Being a Mother = Working in Health Care

Mom relaxing newborn

Anyone who thinks that the average mother doesn't possess transferable skills to the health care field has never been a mom with a sick or injured child. Mothers have long been playing the part of primary caregivers in their households, and they take on every role from the first responder to psychiatric nurse. If you've been a stay-at-home mom for the past several years and are now considering professional career options, the health care field provides plenty of opportunities for those with your particular skill set -- and you've already got a head start on the necessary training.


One of the hallmarks of successful health care practitioners of any level is that they've perfected the art of listening, and this is something that mothers do exceptionally well. If you decide to go into nursing, for instance, the ability to truly listen to a patient will provide many clues into the state of the person's health. By the same token, health care workers need to be able to think on their feet and act fast in emergency situations. As a mom, you probably do that several times per month as a matter of normal routine. You're probably also used to staying current concerning the latest health care findings, which will be an essential part of cultivating a rewarding health care career.


Dealing with those in the grip of emotional distress is another area in which moms excel. Many people, including adults, feel nervous and vulnerable when they visit their health care providers. Being able to soothe jitters comes in handy when working in a clinic, hospital or a private physician's office. Demonstrated compassion and empathy are excellent natural tranquilizers, and calmer patients will make your job as well as that of your coworkers significantly easier. Most moms practice compassion and empathy on a daily basis.

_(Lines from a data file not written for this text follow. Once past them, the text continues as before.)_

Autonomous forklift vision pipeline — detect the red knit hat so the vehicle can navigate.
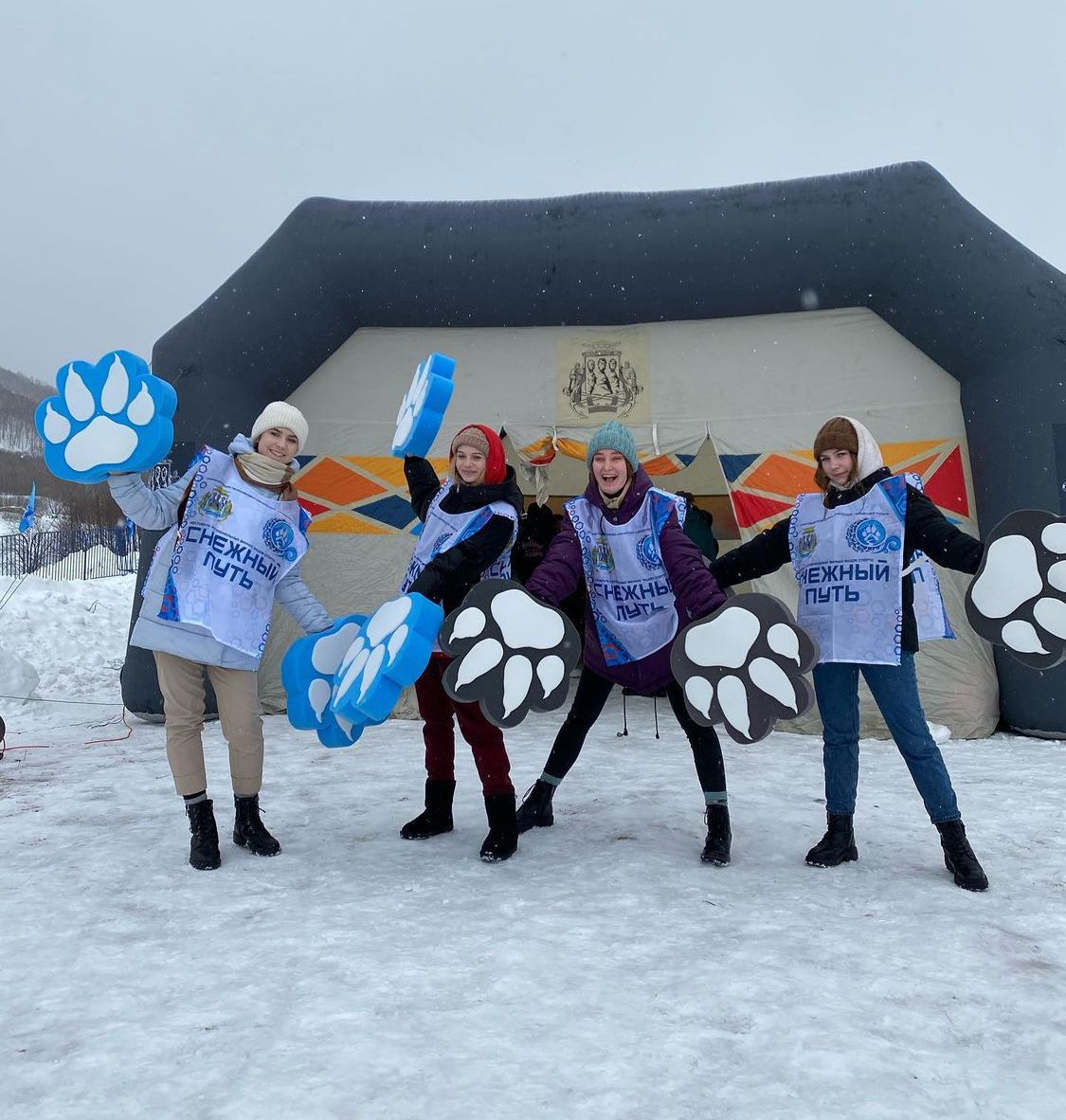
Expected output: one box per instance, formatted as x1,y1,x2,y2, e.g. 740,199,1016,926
448,424,507,486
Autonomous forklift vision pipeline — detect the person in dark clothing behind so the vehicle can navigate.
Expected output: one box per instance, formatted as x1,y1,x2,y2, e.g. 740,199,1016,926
711,417,988,891
400,425,522,861
511,502,557,586
678,491,717,560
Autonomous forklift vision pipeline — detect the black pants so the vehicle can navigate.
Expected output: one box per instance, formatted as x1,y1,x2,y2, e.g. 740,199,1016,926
544,665,726,795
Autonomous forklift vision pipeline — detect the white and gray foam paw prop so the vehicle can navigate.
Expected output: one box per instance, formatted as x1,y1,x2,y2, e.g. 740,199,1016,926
281,615,366,747
331,593,444,725
440,579,581,727
967,510,1066,669
33,351,178,482
670,595,819,743
392,354,456,458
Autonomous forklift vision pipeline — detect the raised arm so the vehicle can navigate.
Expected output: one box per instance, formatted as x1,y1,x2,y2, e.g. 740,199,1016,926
906,485,985,576
107,456,199,530
710,517,789,587
403,455,440,521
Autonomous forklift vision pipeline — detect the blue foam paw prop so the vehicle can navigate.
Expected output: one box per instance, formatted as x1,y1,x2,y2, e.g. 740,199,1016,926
332,595,444,724
281,615,366,747
392,354,456,458
33,351,178,482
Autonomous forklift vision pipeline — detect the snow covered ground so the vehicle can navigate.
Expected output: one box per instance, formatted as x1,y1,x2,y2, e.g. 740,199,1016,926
0,578,1066,1120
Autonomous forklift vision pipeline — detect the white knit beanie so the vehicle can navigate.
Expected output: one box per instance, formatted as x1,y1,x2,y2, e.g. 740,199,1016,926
248,401,307,451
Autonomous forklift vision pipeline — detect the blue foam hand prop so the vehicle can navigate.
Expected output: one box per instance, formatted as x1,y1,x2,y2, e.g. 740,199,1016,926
281,615,366,747
33,351,178,482
440,579,581,727
332,593,444,724
392,354,456,458
670,595,819,744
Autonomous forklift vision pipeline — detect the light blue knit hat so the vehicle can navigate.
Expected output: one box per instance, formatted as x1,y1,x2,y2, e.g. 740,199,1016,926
585,420,641,474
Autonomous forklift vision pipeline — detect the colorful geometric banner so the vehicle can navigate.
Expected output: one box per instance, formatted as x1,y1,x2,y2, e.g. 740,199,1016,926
292,455,448,534
719,439,973,539
507,424,707,478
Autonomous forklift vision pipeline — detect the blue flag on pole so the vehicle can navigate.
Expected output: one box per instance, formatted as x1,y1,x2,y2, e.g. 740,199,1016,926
19,482,37,533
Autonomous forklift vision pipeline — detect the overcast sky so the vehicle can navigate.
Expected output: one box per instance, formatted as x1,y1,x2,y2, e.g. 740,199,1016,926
0,0,1066,380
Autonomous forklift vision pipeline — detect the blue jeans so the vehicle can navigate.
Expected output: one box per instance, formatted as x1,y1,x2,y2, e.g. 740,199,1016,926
814,652,960,824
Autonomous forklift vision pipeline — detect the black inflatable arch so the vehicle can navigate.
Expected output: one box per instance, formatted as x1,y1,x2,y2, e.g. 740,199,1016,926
123,162,1066,734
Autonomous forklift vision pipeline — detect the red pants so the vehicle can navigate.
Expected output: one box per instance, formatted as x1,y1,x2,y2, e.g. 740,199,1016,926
414,653,514,798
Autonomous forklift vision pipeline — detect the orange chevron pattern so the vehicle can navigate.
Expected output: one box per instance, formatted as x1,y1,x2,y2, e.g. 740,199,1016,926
292,455,448,534
723,439,973,533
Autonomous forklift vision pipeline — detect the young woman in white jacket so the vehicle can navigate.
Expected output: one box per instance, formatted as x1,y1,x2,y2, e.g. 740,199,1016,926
107,401,333,870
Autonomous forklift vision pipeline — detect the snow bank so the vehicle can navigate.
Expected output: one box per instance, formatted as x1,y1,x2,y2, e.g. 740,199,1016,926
0,580,1066,1120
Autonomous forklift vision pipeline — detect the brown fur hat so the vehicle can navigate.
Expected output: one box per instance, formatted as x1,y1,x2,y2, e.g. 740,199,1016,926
814,417,858,493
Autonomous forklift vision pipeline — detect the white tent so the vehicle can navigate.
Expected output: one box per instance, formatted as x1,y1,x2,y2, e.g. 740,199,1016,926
261,308,999,737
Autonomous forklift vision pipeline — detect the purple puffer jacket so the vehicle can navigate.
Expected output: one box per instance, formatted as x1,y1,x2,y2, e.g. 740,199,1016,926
525,467,726,695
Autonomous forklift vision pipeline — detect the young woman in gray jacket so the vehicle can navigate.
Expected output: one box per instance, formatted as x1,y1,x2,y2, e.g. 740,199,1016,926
107,401,333,870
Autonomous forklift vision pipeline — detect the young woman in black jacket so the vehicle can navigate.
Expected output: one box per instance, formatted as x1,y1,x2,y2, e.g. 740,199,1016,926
400,425,522,861
711,417,988,891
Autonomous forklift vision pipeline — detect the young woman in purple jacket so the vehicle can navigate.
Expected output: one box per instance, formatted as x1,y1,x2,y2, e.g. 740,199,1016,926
518,421,732,866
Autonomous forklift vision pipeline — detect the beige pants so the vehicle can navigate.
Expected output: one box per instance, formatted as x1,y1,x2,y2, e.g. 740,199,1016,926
153,651,263,798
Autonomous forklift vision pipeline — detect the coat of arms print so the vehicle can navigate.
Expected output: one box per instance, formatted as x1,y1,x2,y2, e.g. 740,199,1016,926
555,332,651,426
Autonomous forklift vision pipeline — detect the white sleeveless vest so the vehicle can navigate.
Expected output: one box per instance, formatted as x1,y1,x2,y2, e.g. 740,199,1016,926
400,479,518,595
156,447,310,658
566,486,686,665
788,475,954,665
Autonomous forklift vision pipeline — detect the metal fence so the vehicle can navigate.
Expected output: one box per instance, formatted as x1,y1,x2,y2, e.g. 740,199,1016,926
0,525,141,579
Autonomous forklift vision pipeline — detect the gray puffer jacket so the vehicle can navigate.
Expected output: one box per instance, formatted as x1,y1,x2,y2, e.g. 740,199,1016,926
107,436,333,672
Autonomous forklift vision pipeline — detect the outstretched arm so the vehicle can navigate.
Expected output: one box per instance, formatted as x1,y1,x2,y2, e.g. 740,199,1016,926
906,484,985,576
411,513,514,603
711,517,789,587
275,564,333,634
525,513,585,607
659,513,726,620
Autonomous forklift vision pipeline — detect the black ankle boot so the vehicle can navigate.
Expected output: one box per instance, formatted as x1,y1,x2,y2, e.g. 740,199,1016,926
700,805,732,867
233,793,281,856
517,778,555,832
400,780,456,840
185,800,222,872
936,821,988,891
481,793,518,863
807,813,858,867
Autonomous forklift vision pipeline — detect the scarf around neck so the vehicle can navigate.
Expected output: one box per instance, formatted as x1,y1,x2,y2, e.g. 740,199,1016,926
233,451,296,498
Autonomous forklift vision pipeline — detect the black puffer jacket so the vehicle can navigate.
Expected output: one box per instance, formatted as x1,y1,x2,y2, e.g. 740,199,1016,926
403,456,523,614
711,467,985,653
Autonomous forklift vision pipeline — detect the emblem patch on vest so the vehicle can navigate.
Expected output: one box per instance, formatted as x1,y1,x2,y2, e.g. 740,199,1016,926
846,517,901,552
263,517,296,564
198,482,233,521
589,537,615,571
637,533,663,571
796,525,819,560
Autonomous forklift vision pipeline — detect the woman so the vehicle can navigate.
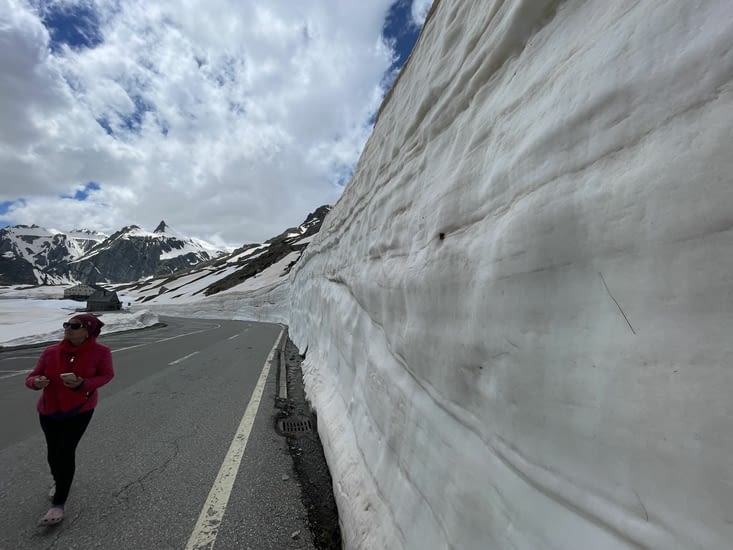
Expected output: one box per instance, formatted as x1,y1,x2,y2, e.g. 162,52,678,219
25,313,114,525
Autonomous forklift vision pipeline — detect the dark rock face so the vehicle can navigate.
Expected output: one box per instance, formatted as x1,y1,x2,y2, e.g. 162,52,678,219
127,205,331,302
0,205,331,288
204,205,331,296
0,221,224,285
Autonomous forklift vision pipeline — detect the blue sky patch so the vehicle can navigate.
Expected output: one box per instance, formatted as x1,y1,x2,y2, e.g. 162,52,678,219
382,0,420,72
61,181,101,201
39,0,103,52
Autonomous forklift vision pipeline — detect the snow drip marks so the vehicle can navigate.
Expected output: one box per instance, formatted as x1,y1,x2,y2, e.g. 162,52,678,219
598,271,636,334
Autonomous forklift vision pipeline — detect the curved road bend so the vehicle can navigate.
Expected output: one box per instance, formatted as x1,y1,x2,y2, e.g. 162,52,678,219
0,318,313,550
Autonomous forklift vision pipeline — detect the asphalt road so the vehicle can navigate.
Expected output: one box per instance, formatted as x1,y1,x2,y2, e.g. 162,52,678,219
0,318,313,550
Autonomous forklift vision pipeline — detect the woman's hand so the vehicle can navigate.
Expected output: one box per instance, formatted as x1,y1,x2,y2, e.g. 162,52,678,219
33,375,51,390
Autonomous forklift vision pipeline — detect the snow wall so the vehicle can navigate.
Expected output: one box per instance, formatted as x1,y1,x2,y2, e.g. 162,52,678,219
290,0,733,550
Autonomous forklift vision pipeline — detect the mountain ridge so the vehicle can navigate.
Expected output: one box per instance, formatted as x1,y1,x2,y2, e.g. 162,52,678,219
0,205,331,295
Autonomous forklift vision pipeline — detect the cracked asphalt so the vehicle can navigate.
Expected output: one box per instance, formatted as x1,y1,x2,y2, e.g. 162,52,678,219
0,318,341,550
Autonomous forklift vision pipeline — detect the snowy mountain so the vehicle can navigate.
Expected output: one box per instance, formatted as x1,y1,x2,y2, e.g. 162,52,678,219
120,205,331,305
0,225,107,285
0,221,225,285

Health care professionals who are unable to multitask may have a difficult time getting very far in their field. Fortunately, moms are the ultimate multitaskers. If you're finding yourself doubting your multitasking skills, think back to the last time you helped a child with homework while preparing dinner while remaining alert to the sounds of your toddler waking up from a nap. You're already a multitasking ace!

Organization is multitasking's first cousin. Like multitasking, it's probably a skill that you possess in abundance. It's such normal part of your repertoire you may be barely aware that you're using it!

See? Your experience as a mom is tailor-made for a career in health care, and those skills you learned from caring for your child translates a lot to working in the field.